Saturday, June 25, 2011

Broken (a short story)

Broken
written June 24th, 2011

Mason, it’s so beautiful out here, I texted a message along with the picture I had taken. Wish you were here.
I hit the send button, and then tucked my phone away in my pocket. I stood at the edge of the cliff, following the sweeping land slide with my eyes down to the roaring river at the bottom. It was spring, and the water level was higher than usual, dark and muddy, full of winter debris.
And it was here in this serene place tucked away in the woods, high up on the cliff looking over the whole world (it seemed), that I was at peace.
It was here that I could think, and think in my voice only. With no other influences or voices to distract me or deter me. It was just me, pure and simple.
And I guess that’s why I wanted Mason here. I knew he would appreciate this moment, this philosophical peace, just as much as me.  I could picture him next to me, leaned back on his elbows, looking up at the sky with those bright blue eyes so full of hidden intelligence. He would have a hint of a smile on his lips as he peered at life in its raw form.
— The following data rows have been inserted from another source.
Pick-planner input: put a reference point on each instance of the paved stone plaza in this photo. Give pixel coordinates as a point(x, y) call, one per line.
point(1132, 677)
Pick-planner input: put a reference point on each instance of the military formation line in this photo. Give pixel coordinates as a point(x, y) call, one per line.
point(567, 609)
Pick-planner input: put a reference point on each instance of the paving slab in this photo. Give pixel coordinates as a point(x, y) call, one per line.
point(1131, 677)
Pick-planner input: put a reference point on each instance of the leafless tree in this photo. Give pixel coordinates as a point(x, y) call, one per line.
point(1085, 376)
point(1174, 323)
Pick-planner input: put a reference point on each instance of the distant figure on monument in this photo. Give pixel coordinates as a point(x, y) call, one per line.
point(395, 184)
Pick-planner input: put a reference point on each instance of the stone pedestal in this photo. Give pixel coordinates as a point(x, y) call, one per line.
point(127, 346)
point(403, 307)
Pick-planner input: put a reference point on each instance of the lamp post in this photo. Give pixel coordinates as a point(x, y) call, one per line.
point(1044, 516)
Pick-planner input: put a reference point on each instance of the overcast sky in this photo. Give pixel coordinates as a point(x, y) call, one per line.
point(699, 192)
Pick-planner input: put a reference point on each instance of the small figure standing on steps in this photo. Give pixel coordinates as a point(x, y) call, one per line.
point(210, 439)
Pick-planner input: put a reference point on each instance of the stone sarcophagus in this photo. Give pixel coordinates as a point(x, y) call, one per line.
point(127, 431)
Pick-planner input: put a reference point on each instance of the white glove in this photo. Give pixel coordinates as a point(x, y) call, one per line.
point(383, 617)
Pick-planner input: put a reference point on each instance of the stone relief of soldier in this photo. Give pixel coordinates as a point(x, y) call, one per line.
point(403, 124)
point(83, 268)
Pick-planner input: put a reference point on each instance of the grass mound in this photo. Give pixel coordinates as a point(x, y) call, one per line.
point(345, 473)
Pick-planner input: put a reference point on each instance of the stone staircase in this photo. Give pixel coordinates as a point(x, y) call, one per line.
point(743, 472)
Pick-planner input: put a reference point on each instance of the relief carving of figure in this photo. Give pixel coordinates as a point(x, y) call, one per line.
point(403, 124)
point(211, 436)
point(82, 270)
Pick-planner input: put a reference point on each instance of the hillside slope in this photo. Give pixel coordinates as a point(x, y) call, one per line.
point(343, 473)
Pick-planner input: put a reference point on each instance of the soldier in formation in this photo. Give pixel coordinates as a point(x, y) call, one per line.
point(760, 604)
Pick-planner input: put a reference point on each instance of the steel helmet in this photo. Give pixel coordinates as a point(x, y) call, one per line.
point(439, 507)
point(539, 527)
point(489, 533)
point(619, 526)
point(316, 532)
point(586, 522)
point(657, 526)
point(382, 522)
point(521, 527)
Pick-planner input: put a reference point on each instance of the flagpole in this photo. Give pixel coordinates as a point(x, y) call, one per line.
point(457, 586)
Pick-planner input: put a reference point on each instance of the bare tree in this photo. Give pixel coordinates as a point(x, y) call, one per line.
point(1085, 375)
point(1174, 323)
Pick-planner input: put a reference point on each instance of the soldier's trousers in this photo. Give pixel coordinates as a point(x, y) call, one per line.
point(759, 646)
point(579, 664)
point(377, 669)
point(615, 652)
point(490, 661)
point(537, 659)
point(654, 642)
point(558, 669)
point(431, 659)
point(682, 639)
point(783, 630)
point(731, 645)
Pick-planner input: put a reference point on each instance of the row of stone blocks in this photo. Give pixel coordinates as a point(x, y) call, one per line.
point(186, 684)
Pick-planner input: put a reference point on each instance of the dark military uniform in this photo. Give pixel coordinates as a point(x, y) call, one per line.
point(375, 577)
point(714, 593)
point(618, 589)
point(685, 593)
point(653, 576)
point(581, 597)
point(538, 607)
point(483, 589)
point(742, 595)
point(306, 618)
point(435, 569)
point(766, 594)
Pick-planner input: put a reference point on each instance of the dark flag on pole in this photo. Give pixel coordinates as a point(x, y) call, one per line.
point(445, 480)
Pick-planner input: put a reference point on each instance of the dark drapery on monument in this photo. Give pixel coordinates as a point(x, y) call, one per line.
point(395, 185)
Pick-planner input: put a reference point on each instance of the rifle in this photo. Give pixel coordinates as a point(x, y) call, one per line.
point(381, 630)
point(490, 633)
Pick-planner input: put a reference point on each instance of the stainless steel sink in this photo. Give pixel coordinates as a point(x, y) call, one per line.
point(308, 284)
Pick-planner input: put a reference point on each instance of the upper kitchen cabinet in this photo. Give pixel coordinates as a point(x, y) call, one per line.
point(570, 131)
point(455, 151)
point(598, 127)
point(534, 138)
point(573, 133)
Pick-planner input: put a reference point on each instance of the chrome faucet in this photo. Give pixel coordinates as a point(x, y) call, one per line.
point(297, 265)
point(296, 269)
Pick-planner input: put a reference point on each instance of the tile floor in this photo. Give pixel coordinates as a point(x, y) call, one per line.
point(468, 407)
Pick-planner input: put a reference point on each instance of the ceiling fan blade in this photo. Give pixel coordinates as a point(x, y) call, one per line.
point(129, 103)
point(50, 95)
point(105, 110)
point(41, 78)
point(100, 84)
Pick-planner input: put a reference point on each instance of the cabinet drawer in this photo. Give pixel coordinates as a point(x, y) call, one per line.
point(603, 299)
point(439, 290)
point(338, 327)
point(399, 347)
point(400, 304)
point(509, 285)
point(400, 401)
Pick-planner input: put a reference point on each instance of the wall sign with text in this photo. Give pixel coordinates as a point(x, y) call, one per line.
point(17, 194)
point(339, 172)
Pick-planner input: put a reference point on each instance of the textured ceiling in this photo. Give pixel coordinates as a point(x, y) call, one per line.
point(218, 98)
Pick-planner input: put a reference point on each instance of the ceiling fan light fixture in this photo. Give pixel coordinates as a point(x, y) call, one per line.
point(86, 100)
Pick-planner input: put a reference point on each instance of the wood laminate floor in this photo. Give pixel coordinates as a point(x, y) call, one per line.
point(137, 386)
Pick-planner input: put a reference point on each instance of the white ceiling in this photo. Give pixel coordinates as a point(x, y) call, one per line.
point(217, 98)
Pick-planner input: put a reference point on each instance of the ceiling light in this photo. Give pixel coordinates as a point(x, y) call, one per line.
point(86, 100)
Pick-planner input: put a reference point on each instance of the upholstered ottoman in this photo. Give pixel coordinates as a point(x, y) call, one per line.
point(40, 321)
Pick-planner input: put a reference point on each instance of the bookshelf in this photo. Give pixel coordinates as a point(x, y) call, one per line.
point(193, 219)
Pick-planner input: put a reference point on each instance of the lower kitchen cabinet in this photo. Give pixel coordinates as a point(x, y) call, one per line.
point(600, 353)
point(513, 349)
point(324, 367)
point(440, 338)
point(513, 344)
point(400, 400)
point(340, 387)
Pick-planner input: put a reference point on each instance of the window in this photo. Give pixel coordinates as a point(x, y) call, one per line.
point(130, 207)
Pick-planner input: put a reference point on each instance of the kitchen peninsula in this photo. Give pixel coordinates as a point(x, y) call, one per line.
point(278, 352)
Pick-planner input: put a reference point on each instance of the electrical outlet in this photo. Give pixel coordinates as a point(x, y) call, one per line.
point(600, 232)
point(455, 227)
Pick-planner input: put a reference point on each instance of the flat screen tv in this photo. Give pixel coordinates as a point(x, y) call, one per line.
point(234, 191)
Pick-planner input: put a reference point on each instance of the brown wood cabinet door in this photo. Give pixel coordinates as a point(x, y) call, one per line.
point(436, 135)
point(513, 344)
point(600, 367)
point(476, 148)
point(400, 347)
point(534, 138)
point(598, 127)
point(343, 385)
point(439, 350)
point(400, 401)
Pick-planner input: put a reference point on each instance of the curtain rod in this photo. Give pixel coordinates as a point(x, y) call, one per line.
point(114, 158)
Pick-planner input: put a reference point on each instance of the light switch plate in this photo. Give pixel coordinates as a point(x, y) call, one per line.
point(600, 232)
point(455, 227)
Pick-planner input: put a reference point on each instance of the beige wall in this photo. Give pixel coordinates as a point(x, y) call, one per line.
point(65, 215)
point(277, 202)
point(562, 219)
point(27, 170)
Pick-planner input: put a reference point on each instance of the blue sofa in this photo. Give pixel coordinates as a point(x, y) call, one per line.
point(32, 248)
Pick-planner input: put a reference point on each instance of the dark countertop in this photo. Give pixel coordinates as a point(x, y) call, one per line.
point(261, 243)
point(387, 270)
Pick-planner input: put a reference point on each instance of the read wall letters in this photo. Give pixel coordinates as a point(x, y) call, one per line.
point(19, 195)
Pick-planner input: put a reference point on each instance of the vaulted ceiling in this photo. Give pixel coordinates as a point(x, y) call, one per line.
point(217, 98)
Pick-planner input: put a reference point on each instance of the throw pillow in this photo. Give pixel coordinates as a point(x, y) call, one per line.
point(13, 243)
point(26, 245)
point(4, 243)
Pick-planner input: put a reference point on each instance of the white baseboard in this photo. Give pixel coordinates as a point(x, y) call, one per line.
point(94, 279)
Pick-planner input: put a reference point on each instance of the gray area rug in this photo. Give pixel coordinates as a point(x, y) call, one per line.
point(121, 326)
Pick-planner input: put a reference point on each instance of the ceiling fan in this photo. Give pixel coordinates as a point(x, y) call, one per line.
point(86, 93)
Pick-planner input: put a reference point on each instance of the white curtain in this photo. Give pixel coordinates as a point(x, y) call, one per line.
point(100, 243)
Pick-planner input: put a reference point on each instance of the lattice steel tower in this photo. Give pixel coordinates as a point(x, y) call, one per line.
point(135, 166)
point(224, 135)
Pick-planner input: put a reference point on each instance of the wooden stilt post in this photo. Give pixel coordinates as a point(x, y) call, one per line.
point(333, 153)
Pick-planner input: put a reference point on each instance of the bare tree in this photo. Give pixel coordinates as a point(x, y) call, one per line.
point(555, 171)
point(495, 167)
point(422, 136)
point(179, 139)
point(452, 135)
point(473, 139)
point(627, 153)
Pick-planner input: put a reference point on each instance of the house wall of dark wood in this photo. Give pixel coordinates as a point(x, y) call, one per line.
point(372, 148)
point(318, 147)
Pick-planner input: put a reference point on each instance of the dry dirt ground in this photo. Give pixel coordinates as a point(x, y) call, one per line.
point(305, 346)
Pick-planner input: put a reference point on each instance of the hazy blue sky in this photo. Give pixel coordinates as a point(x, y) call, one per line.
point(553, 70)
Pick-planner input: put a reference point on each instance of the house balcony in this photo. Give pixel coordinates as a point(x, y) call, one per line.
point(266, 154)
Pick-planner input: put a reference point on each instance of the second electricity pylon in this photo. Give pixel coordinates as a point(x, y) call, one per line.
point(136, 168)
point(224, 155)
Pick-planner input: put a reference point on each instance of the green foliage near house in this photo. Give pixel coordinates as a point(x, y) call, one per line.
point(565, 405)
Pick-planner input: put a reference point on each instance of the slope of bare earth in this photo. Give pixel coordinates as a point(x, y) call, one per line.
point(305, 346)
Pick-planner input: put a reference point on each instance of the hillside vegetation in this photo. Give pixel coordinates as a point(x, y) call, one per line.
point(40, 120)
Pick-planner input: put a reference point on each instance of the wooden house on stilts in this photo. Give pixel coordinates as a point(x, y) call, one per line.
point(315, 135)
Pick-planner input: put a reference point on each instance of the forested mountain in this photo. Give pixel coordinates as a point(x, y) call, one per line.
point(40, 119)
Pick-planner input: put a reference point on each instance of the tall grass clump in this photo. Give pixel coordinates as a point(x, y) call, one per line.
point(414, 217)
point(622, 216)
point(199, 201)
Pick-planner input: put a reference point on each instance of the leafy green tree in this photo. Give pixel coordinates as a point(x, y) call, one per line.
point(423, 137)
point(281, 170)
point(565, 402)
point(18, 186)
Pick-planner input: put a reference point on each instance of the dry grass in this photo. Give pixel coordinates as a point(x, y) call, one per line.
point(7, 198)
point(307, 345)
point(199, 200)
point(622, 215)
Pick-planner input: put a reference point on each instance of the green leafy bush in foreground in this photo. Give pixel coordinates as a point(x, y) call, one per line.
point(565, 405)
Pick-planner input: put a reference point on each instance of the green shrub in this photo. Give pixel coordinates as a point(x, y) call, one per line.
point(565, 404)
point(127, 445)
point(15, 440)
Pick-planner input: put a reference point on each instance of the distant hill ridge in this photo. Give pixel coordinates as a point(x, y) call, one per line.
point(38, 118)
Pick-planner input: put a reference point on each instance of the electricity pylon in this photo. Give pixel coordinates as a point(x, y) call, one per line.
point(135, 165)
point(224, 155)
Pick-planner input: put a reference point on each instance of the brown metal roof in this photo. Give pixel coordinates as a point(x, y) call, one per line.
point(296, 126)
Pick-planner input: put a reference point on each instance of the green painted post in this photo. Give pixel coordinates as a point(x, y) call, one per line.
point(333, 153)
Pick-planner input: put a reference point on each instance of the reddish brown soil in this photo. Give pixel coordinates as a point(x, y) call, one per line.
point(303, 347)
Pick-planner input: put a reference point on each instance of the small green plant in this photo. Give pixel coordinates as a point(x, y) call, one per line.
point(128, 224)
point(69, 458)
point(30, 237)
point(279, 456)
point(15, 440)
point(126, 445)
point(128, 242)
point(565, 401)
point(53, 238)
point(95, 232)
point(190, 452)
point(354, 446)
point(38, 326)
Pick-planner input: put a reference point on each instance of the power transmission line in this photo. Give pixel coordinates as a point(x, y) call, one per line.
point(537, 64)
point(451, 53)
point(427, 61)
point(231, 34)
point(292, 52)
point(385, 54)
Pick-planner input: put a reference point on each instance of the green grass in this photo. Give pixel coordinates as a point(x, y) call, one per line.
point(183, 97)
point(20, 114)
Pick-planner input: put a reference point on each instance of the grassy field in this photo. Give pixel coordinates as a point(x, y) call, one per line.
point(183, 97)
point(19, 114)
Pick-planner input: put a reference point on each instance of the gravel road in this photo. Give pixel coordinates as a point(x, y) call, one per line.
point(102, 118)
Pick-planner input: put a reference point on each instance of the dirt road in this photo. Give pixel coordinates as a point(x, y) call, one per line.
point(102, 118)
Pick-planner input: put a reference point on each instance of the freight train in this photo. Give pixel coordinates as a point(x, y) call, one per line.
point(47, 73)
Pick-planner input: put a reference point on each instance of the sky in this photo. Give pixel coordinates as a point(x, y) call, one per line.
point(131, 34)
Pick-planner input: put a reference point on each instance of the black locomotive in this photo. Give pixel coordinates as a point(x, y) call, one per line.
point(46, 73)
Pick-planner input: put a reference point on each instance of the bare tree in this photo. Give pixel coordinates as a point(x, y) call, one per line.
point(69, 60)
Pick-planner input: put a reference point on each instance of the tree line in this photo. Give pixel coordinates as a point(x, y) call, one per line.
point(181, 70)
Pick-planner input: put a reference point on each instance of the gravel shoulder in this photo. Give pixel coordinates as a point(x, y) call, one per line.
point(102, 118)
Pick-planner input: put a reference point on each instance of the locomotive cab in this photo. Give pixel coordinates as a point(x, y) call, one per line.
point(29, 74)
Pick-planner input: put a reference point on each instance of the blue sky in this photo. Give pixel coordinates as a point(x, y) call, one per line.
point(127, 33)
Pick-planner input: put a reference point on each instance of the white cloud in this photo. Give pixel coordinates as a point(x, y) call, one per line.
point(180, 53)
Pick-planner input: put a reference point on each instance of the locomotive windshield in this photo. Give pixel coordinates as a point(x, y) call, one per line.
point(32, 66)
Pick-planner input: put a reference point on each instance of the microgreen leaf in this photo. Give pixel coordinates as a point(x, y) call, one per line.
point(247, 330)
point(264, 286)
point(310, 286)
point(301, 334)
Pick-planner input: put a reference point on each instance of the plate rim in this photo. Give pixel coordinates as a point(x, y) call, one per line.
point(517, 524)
He loves moments like that, just like me, where things just click and you realize something new about life.  A new philosophy.
We would sit in silence for a while, him and I. Then we would start talking, and we wouldn’t be able to stop. If we had the time to talk about everything we wanted to with each other, we would talk until the day we died. I’m certain of it.
My phone chirped, and I opened up Mason’s response.
Looks awesome. I wish I was there. You always text me awesome things right when I need it, Ava.
I frowned at the last part, and quickly sent a reply:
Why, what’s wrong?
Just…shit at home. Mom.
‘Mom’. That one word explained it all to me. The two of them are always butting heads.
Call me tonight and tell me about it?
I smiled at the reply that came a few moments later.
Was already planning on it :]
I stuffed my phone in my pocket, looking down at my feet, hanging over the cliff edge, swinging back and forth to an unknown beat.
Casting a final glance over the tree tops of the expansive forest, I began the long descent down to the river, a descent I had made many times. I shimmied my way quickly down the sloped cliff-face, my feet and hands knowing where all the holds were from endless repetition of this process.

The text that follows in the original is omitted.